Ken-ichi Ueda
Institute for Laser Scicnece, Univ. of Electro-Communications
1-5-1 Chofugaoka, Chofu, Tokyo 182-8585 Japan
Tel +81-424-43-5700, FAX +81-424-85-8960
e -mail: ueda@ils.uec.ac.jp

Solid state laser technologies made a significant progress last decade. Major part of this progress is attributed to the laser diode (LD) pumping. At the end of the last century, another kind of progress was achieved by the new solid state laser material, ceramic YAG. In this talk, I introduce the history of creation and development of new concept of solid state lasers.

Fig.1 Conceptual discussion on ideal laser crystals.

In 1997, Prof. Kaminskii and Prof. Bagayev asked me to prepare one or two page viewgraphs for the round-table discussion on the future laser crystals in MPLP’97 in Novosibirsk. I talked about the gap between the ideal laser crystal and the laser and nonlinear optical crystals at present. Many scientists and engineers are satisfied in YAG lasers. But is a YAG crystal is an ideal crystal, or not? This is the point I mentioned.
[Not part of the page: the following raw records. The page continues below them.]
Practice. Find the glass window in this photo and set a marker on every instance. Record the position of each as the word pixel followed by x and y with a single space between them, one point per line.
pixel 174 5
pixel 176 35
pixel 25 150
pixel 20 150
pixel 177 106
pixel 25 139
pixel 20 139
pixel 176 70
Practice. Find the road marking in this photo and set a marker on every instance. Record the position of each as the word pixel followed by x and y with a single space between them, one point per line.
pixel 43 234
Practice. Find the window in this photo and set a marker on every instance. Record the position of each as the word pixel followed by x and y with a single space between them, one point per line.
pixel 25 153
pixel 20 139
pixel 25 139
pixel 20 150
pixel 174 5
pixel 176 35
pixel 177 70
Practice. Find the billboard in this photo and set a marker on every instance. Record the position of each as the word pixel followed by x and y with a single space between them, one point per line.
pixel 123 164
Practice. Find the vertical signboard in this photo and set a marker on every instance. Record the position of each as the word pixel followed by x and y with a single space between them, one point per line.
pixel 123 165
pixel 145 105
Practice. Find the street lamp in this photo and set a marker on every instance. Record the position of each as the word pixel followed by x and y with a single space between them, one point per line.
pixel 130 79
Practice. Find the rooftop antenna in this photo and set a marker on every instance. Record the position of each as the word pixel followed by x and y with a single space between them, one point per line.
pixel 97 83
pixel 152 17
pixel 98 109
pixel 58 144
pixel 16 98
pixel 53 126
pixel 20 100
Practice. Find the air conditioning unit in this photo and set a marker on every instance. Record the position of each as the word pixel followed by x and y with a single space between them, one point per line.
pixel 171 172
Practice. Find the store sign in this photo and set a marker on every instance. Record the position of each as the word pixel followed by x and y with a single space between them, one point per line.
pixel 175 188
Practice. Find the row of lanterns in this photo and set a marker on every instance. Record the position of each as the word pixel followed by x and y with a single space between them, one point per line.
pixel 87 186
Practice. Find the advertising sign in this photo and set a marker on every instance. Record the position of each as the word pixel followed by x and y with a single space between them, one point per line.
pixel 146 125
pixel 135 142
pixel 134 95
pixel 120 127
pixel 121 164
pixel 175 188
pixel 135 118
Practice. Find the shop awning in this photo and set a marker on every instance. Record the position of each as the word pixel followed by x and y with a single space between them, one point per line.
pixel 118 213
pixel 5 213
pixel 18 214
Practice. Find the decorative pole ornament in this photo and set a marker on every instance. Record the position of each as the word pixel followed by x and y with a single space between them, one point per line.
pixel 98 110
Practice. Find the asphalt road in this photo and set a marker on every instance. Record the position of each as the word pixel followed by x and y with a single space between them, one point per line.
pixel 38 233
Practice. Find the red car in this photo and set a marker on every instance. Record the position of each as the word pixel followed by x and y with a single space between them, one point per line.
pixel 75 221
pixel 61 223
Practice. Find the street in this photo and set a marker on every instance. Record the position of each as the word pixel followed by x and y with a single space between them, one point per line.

To my understanding, a YAG crystal is not so ideal at all. It generate high power output with high efficiency. Is it good enough? No. Laser action is one of the functions of laser performance today. We have other important functions on coherent power generation and conversion. We need Q-switching, harmonic generation, paramatric amplification, Raman shifting, power modulation and diffraction by electro-optical and acousto-optical properties. But, every function needs some special character in crystal nature which collide with each other. We have no natural crystal which can satisfy all these requirements.

However, we can develop an ideal crystal artificially, if we apply the real high technology which can control the nano-meter class structure. After the experiments on the Nd:YVO4/S-VAP hybrid laser system, we understood the intrinsic part of the hybrid laser crystals is the cooperative interaction between optical crystals. Another way to develop the artificial crystal, the ceramic technology is available, because the ceramic fabrication is the real crystal growth process under the human assistance.

Another stimulation came from the laser fusion research. Today the feasibility to generate the fusion is clear from the scientific view. For the fusion power plants, we need 5 to 10 Hz repetition rate MJ laser drivers. We have no good solid state lasers now. The thermal conductivity of glass laser is too small and we have no large size single crystal. We need glass-like fabricated crystalline laser pumped by high power LDs.

Ceramic laser is a best candidate today. Two Japanese groups developed ceramic laser by different techniques. Dr. Ikesue demonstrated the first laser oscillation in 1995. But his method, hot press method, is good for microchip but has no scalability. Dr. Yanagitani, Konoshima Chemical company, published the patent on pure chemical method for ceramic YAG laser component. Nanometer size precurser and nano-YAG-crystal grow to micro-crystals with grain size of 10 micron through the solid phase crystal growth. This is a real crystal growth with multi-seeds. Through the sintering process under the vacuum, the ceramic YAG is going to transparent with very low scattering coefficient. As a result, we developed a laser quality Nd-doped ceramic YAG in a traditional manner for ceramic formation.

We demonstrated high efficiency operation in the end-pumping scheme. The optical-optical efficiency was measured to be about 60% in 1% and 2% doping. This is almost the best data for a single crystal and is a clear evidence to show the high quality of ceramic YAG material.

We believed the biggest advantage of ceramic laser to the single crystal laser is the scaling to the large aperture size. So, we developed high power ceramic YAG laser 100 mm long and 3 mm in diameter. We used a unique designed laser head of LD pumping named VPS (Virtual Point Source) pumping for the high power laser experiment. We got 31 W output immediate, but the efficiency was only a half because of the wavefront distortion. This was the first rod in ceramic fabrication. It is not easy to keep the uniform heating during crystal growth. We improved the process and got higher quality ceramic rods step by step. The output power made a rapid progress during last two years 499mW > 31W > 72W > 88W > 128W > 1460W as shown in Fig.2. We try to develop 10kW output in a CW mode until the end of this year.

A ceramic laser is a real revolution in solid state lasers. It has a nature of crystalline laser like large and homogeneously broadened emission cross section, thermal conductivity, mechanical constant. But the fabrication process is really glass-like-fabricated. We already demonstrated a large aperture sample of 1m x 1m in the ceramic forming process. The result is very attractive for the meter-size ceramic lasers for laser fusion driver.

We have a dream for the future production process for mass production of ceramic lasers in a manner of continuous production like steel and glass production. I believe it is quite possible from the view of laser science and engineering.

Fig.2 Ceramic YAG lasers made a rapid progress in these years.